Schipper dan Vincent (2003) mengelompokkan konstruk kualitas laba dan
pengukurannya berdasarkan cara menentukan kualitas laba. Yaitu berdasarkan
sifat runtun-waktu laba, kualitas laba meliputi: persistensi, prediktabilitas
(kemampuan prediksi), dan variabilitas, serta berdasarkan kualitas.
2.1.5 Karakteristik Kualitas Laba
Laba bersih (net earnings) adalah merupakan titik awal dalam melakukan
penilaian terhadap kualitas laba. Tujuan analisis yang berbeda, akan menyebabkan
7
pertimbangan-pertimbangan yang berbeda mengenai karakteristik dari suatu laba.

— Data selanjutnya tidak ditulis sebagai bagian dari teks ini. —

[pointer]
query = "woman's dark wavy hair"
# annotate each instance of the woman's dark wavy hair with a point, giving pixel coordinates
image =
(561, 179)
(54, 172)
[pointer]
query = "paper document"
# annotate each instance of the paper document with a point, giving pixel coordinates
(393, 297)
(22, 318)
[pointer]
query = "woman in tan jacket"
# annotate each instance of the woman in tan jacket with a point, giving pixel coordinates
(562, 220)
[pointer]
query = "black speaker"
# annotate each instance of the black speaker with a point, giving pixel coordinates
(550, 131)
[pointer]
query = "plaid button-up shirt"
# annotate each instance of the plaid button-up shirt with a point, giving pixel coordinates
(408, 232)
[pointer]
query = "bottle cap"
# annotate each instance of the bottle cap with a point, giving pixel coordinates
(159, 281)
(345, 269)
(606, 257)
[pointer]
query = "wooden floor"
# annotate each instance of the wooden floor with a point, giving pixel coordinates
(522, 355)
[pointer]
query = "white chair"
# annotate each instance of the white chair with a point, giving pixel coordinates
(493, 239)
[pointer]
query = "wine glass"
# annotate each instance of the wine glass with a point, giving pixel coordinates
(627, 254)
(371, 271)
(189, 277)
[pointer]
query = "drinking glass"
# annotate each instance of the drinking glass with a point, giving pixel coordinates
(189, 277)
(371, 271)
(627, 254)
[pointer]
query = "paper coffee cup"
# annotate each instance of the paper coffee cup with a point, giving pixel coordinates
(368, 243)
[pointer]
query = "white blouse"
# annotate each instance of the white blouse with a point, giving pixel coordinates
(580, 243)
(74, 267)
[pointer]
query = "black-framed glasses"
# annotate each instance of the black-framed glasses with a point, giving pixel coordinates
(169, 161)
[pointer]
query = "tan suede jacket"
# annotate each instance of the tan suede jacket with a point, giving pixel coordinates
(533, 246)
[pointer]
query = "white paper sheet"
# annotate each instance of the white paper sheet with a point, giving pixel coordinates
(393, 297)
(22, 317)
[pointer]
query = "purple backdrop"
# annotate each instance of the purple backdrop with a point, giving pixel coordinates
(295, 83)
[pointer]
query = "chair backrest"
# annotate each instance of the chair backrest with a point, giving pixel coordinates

Kualitas laba mengacu pada kemampuan laba yang dilaporkan untuk
mencerminkan kebenaran laba perusahaan, serta kegunaan laba yang dilaporkan
untuk memprediksi laba masa depan (Bellovary. dkk , 2005). Kualitas laba
merupakan informasi penting yang dapat digunakan oleh publik dan dapat
digunakan oleh investor untuk menilai perusahaan.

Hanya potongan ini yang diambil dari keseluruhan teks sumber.